Matisse called him "the father of us all." He helped catapult Picasso into Cubism. And nearly every artist working today owes a huge debt to the man who finally kicked over the traces of traditional art—Paul Cézanne (1839–1906), Aix-en-Provence's most famous native son. His images of Mont Ste-Victoire and his timeless still lifes are the founding icons of 20th-century painting. With them, he not only invented a new pictorial language but immortalized his Provençal homeland.

Great Cézannes may hang in museums, but you can't really understand the artist without experiencing his Provence firsthand. As it turns out, he is everywhere: Aix even has a Cézanne Trail (www.cezanne-en-provence.com). The route through the town is marked with copper "C" studs.

The two most moving locales, however, are just outside the city. Jas de Bouffan, Cézanne's cherished family home, signaled his father's rise to prominence from hat maker to banker and was a lifetime source of inspiration for the artist, who moved there at the age of 20. Four large decorative panels painted directly on the walls bear the ironic signature "Ingres"—the young artist's rebellious jab at his father, who preferred a more prosaic career for his son.
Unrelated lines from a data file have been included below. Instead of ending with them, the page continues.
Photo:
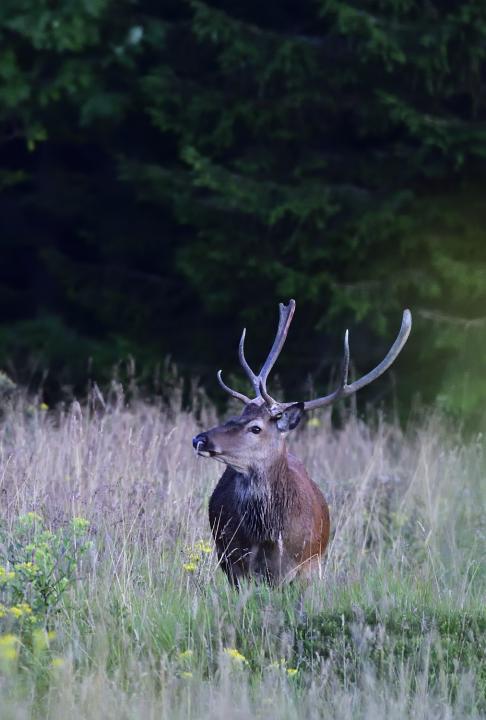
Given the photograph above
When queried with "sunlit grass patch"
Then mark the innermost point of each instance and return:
(112, 603)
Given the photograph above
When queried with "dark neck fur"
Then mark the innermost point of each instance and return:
(264, 498)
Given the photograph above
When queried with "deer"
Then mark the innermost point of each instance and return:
(269, 519)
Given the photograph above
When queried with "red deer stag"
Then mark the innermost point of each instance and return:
(268, 518)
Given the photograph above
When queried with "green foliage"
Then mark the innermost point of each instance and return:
(173, 168)
(37, 568)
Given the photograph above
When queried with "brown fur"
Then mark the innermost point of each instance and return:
(268, 518)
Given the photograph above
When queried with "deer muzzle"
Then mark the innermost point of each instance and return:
(203, 445)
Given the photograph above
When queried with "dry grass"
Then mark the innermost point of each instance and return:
(395, 628)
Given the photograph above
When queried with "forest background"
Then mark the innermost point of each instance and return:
(170, 170)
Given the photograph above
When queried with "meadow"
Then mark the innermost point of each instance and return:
(112, 604)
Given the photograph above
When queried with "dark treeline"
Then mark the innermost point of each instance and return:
(170, 170)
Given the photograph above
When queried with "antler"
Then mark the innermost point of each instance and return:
(345, 390)
(259, 382)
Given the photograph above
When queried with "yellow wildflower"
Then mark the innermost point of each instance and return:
(185, 655)
(204, 547)
(6, 575)
(9, 647)
(20, 610)
(235, 655)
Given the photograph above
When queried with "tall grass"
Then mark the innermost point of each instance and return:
(394, 628)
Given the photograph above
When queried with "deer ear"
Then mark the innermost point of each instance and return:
(290, 417)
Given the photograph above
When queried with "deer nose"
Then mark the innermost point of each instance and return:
(200, 441)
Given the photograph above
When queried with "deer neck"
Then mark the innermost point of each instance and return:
(264, 496)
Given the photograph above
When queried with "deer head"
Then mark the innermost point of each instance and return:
(254, 438)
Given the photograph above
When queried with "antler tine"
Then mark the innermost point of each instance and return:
(230, 391)
(285, 318)
(249, 372)
(345, 390)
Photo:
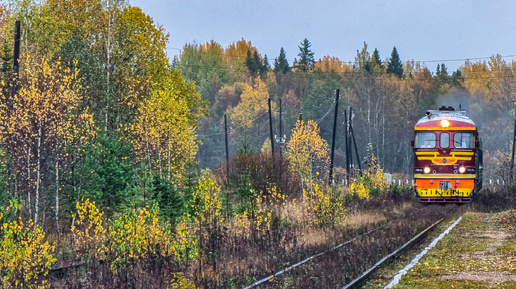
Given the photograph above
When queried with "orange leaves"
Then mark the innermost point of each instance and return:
(307, 151)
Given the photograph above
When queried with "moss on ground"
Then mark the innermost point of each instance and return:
(480, 252)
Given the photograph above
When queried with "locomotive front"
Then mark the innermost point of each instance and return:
(448, 157)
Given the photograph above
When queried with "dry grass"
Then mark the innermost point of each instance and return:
(365, 218)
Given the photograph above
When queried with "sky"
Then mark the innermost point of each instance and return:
(428, 31)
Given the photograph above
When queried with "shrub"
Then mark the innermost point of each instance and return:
(25, 258)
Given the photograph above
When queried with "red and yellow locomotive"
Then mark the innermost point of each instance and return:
(448, 157)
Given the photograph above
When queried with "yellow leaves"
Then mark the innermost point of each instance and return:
(24, 255)
(307, 148)
(254, 101)
(136, 234)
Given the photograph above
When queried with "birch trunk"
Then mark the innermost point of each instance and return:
(38, 175)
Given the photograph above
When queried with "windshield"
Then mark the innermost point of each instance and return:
(425, 140)
(464, 140)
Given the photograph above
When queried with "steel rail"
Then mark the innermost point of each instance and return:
(308, 259)
(364, 275)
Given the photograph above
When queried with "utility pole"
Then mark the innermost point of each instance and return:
(227, 144)
(513, 146)
(350, 125)
(270, 126)
(281, 139)
(346, 136)
(16, 65)
(330, 181)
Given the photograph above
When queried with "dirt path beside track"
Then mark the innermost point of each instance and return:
(480, 252)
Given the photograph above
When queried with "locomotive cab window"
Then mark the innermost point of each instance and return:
(465, 140)
(444, 140)
(425, 140)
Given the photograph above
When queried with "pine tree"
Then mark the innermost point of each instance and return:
(394, 65)
(264, 67)
(306, 57)
(376, 61)
(251, 63)
(281, 63)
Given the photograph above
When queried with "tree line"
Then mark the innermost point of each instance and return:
(102, 112)
(388, 96)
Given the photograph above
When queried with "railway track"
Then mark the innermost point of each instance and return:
(351, 262)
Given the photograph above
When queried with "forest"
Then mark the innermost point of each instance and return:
(114, 154)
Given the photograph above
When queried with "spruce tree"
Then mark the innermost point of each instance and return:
(281, 63)
(264, 67)
(376, 60)
(306, 56)
(252, 63)
(394, 64)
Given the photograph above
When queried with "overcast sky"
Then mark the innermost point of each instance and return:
(447, 31)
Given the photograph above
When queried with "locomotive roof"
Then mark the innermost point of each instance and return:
(458, 120)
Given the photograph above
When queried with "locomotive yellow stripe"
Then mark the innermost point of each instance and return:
(446, 128)
(444, 176)
(435, 153)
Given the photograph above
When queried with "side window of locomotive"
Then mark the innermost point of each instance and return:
(465, 140)
(444, 140)
(425, 140)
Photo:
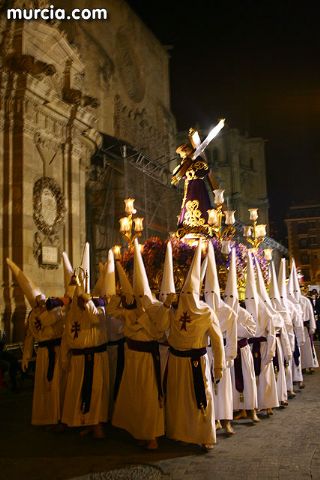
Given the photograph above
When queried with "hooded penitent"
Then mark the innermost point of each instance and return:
(167, 283)
(264, 296)
(251, 299)
(296, 285)
(85, 265)
(141, 287)
(30, 290)
(282, 283)
(225, 314)
(109, 280)
(125, 285)
(67, 270)
(274, 292)
(231, 296)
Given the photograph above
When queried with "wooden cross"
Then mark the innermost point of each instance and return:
(184, 319)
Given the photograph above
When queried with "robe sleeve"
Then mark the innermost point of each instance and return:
(216, 338)
(246, 324)
(51, 317)
(96, 315)
(27, 344)
(285, 343)
(231, 336)
(271, 340)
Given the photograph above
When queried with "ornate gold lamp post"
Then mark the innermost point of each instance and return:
(223, 233)
(130, 227)
(254, 234)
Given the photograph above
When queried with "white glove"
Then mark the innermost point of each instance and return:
(229, 363)
(24, 365)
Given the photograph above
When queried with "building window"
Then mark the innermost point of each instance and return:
(303, 242)
(302, 228)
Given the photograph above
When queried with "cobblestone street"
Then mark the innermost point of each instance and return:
(284, 446)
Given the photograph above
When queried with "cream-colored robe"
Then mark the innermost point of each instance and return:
(184, 421)
(246, 329)
(85, 329)
(137, 408)
(47, 396)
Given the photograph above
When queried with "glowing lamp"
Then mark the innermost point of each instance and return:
(213, 218)
(230, 218)
(117, 252)
(138, 224)
(268, 254)
(247, 231)
(218, 196)
(253, 213)
(129, 206)
(261, 231)
(226, 247)
(124, 225)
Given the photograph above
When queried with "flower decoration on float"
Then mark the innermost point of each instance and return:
(130, 227)
(224, 233)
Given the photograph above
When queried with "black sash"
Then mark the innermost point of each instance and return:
(255, 342)
(86, 389)
(296, 353)
(275, 359)
(50, 344)
(307, 325)
(120, 363)
(238, 366)
(195, 355)
(153, 348)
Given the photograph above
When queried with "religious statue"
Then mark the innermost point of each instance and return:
(193, 218)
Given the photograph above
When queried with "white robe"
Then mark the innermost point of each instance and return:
(184, 420)
(137, 408)
(115, 332)
(223, 393)
(85, 329)
(246, 329)
(308, 353)
(47, 396)
(266, 381)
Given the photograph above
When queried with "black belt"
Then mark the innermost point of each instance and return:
(153, 348)
(296, 353)
(239, 383)
(86, 388)
(50, 344)
(120, 363)
(255, 342)
(198, 384)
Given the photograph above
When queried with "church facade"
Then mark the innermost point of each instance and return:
(85, 122)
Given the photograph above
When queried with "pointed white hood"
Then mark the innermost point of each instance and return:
(141, 286)
(98, 288)
(30, 290)
(261, 287)
(251, 299)
(109, 281)
(126, 287)
(296, 285)
(167, 283)
(212, 287)
(85, 265)
(274, 292)
(67, 270)
(282, 282)
(231, 295)
(291, 285)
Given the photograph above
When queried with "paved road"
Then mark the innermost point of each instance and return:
(285, 446)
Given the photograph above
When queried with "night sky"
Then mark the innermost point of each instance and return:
(257, 64)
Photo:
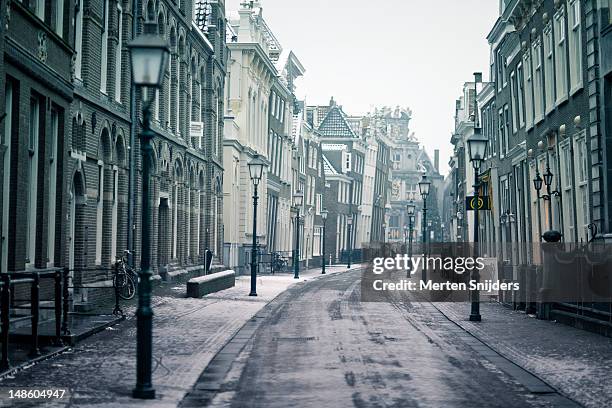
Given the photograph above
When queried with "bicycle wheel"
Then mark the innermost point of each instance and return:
(119, 280)
(128, 290)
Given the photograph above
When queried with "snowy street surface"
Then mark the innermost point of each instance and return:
(100, 371)
(312, 343)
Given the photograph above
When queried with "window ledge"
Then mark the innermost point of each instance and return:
(562, 100)
(575, 89)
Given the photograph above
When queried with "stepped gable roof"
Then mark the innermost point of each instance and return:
(328, 168)
(335, 124)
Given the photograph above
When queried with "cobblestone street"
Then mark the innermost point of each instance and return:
(100, 371)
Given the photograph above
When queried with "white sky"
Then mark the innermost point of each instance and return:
(364, 53)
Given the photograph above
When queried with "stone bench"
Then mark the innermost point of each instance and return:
(203, 285)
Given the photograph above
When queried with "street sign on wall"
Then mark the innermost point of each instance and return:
(196, 129)
(483, 203)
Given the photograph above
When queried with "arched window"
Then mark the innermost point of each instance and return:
(181, 78)
(104, 49)
(106, 183)
(173, 94)
(150, 11)
(36, 108)
(78, 37)
(119, 54)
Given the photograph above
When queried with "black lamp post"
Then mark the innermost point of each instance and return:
(324, 215)
(550, 235)
(410, 209)
(256, 166)
(149, 57)
(298, 197)
(477, 147)
(349, 223)
(459, 225)
(424, 186)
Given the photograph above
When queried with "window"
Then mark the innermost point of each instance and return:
(100, 213)
(538, 97)
(502, 136)
(560, 56)
(114, 208)
(346, 159)
(38, 8)
(32, 181)
(58, 17)
(582, 184)
(521, 94)
(507, 120)
(317, 241)
(575, 45)
(566, 186)
(528, 90)
(104, 51)
(6, 145)
(55, 134)
(118, 61)
(78, 38)
(501, 80)
(514, 101)
(549, 69)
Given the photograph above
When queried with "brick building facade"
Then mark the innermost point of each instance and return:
(71, 189)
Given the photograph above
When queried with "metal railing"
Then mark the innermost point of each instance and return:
(11, 283)
(15, 297)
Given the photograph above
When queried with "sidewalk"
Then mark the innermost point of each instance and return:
(575, 362)
(187, 333)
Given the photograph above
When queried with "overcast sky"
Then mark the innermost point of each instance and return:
(411, 53)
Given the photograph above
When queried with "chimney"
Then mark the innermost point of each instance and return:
(437, 160)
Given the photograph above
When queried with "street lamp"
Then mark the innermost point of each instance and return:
(324, 215)
(477, 147)
(410, 209)
(298, 197)
(349, 222)
(149, 57)
(424, 186)
(256, 166)
(550, 235)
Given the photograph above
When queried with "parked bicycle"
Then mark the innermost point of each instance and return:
(125, 278)
(279, 263)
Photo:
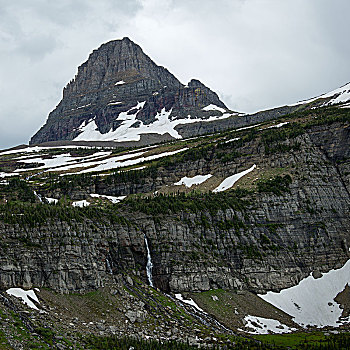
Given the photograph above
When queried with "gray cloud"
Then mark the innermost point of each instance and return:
(255, 53)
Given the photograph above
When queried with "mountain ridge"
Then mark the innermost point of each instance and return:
(114, 80)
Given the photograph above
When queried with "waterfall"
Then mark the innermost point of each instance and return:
(149, 265)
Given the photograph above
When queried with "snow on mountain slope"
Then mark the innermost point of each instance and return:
(132, 128)
(340, 95)
(231, 180)
(261, 325)
(311, 302)
(195, 180)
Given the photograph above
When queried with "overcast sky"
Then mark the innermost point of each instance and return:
(255, 54)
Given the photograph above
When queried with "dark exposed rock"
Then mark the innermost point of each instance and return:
(283, 237)
(97, 92)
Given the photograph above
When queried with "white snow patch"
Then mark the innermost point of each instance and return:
(89, 104)
(212, 107)
(311, 302)
(188, 301)
(231, 140)
(126, 132)
(113, 199)
(114, 103)
(114, 162)
(231, 180)
(25, 295)
(261, 325)
(62, 160)
(195, 180)
(277, 125)
(82, 203)
(31, 149)
(2, 175)
(247, 127)
(51, 200)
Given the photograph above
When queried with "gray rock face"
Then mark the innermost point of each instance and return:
(280, 238)
(114, 79)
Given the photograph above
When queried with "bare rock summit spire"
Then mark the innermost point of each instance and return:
(120, 94)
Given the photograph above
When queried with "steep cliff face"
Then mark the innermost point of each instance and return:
(119, 81)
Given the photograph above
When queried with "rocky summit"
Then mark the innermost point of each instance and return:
(237, 237)
(120, 94)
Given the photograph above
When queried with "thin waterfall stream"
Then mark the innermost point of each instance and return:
(149, 264)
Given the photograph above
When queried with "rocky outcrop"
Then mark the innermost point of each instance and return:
(113, 80)
(268, 241)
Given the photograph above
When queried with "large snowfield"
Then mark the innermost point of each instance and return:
(132, 128)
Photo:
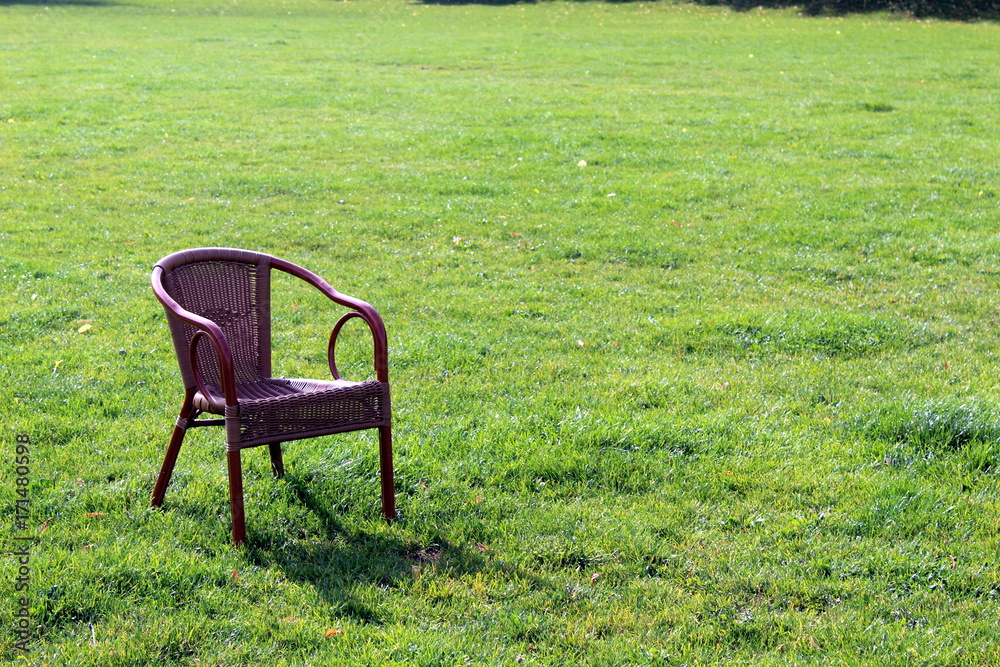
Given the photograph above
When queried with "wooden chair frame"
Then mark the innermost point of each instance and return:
(255, 408)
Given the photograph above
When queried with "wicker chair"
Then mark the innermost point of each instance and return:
(218, 306)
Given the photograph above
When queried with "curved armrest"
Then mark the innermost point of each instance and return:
(360, 309)
(206, 327)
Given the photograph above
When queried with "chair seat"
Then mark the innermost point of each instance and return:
(218, 306)
(280, 409)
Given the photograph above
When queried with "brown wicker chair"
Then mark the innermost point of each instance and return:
(218, 306)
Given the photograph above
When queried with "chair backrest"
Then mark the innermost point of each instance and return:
(231, 288)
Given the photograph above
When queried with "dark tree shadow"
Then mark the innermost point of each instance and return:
(344, 558)
(499, 3)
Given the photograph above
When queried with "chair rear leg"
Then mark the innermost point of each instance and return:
(236, 497)
(385, 468)
(173, 449)
(277, 463)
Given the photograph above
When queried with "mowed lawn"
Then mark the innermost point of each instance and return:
(692, 318)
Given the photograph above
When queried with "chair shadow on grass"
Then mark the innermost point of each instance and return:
(344, 559)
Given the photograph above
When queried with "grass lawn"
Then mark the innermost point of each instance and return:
(691, 313)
Cézanne remained here until his mother's death, in 1897, left him too brokenhearted to remain and the house was sold. One mile north of Aix's center is "Les Lauves," the studio the artist built in 1901, set in a magically overgrown olive grove. The high point here lies a mile along the Chemin de la Marguerite: the belvedere spot from which the artist painted his last views of Mont Ste-Victoire (indeed, he died shortly after being caught in a storm here).

Born out of wedlock (Cézanne's father had an "affair" with Cézanne's mother, siring the child before they were married), he wound up having a 17-year-long affair with Hortense Piquet; and he hid his own illegitimate son from his father to inherit the family fortune. Indeed, this "painter of peasants" never worked a day in his life. Unless, that is, you consider revolutionizing the art of painting "work."

When he abandoned Aix's art academy for the dramatic landscapes of the surrounding hills, he became smitten with the stark, high-noon light of Provence, rejecting the sugar-almond hues of Impressionism. Instead of mixing colors to create shadows like Monet, he simply used black. Instead of using translucent haze to create an effect of distance, he focused on ruler-straight Provençal streets (laid out by ancient Romans) to hurtle the eye from foreground to background.

In the end, Cézanne wanted to impose himself on the landscape, not vice versa. So why not do the same? With brochures from the Aix tourist office, head out into Cézanne Country—the roads leading to Le Tholonet and Mont Ste-Victoire. Walk these shady trails and you'll learn just how Cézanne became the trailblazer of modern art.